After the full payment the sheriff of the High Court lifted the attachment of the stand, which was then transferred to Doorex, a shelf company owned by Augur.

 The appeal comes after Fairclot then successfully challenged the upliftment of the attachment on the property by the Sheriff of the High Court on the grounds that the debt had been cleared after the payment of $4.8 million in local currency.

 Aggrieved by the lower court decision, Augur took the matter up to the Supreme Court on appeal.

 In its notice of appeal, the property development company argues that the lower court erred in failing to hold that the arbitral award dated March 19 2015, granted in favour of Fairclot, constituted a liability affected by the statutory instrument which then was incorporated into the Finance Act No. 2 of 2019.

So Augur also argues that the lower court also erred in determining that the 2015 arbitral award only became effective upon its registration on 26 June 2019. 

“At law an Arbitral Award constitutes a binding obligation as at the date of its grant and not its registration,” argues Augur in its grounds of appeal.

The RTGS payments were in fulfilment of the award of 2015.
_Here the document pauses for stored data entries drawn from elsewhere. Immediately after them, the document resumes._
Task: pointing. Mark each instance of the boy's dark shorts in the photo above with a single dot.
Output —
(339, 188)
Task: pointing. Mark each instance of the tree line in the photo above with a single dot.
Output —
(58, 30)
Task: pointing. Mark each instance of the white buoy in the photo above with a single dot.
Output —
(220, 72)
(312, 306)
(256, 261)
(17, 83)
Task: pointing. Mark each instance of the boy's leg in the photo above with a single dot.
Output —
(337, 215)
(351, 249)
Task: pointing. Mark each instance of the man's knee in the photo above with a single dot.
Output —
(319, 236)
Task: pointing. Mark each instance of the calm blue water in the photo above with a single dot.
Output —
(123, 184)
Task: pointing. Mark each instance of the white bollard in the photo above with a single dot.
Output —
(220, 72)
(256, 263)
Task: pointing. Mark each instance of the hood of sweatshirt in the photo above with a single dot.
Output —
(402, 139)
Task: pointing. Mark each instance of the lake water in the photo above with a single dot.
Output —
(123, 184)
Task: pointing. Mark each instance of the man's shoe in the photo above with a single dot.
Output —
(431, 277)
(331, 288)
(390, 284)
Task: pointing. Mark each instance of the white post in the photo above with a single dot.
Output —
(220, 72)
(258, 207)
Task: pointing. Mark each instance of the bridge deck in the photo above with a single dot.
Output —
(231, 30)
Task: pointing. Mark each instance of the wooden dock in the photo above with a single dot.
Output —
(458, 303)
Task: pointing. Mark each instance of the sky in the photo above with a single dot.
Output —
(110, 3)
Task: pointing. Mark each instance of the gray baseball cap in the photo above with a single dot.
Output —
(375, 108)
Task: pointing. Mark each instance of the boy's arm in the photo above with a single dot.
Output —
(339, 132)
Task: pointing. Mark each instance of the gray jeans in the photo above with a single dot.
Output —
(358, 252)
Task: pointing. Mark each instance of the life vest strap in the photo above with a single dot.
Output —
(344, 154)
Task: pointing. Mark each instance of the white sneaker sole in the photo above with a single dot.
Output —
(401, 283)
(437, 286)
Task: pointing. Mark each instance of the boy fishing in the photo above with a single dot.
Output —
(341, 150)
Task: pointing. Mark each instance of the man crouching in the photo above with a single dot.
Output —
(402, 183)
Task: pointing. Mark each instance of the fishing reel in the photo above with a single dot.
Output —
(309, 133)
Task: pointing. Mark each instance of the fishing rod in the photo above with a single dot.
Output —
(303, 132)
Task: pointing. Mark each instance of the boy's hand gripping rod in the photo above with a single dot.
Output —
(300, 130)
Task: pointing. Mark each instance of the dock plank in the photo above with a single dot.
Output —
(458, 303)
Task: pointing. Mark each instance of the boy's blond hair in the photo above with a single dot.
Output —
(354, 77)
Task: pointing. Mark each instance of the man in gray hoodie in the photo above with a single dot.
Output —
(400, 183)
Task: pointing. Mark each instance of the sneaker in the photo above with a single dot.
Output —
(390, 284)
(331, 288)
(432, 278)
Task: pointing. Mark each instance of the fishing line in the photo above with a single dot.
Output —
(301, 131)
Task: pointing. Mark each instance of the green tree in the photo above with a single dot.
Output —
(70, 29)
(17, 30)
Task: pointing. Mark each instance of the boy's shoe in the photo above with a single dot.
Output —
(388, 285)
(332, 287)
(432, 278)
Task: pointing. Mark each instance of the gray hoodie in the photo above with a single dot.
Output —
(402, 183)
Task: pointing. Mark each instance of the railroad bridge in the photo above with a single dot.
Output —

The company is also arguing that the lower court erred in determining that the Sheriff had acted unlawfully in uplifting the judicial attachment on Stand 654 Pomona, since Augur had paid its debts.

Augur also argues that the High Court erred in cancelling ‘any and all’ transfers effected on the stand where the Sheriff had received title by operation of an extant deed of settlement and court order handed down by the High Court.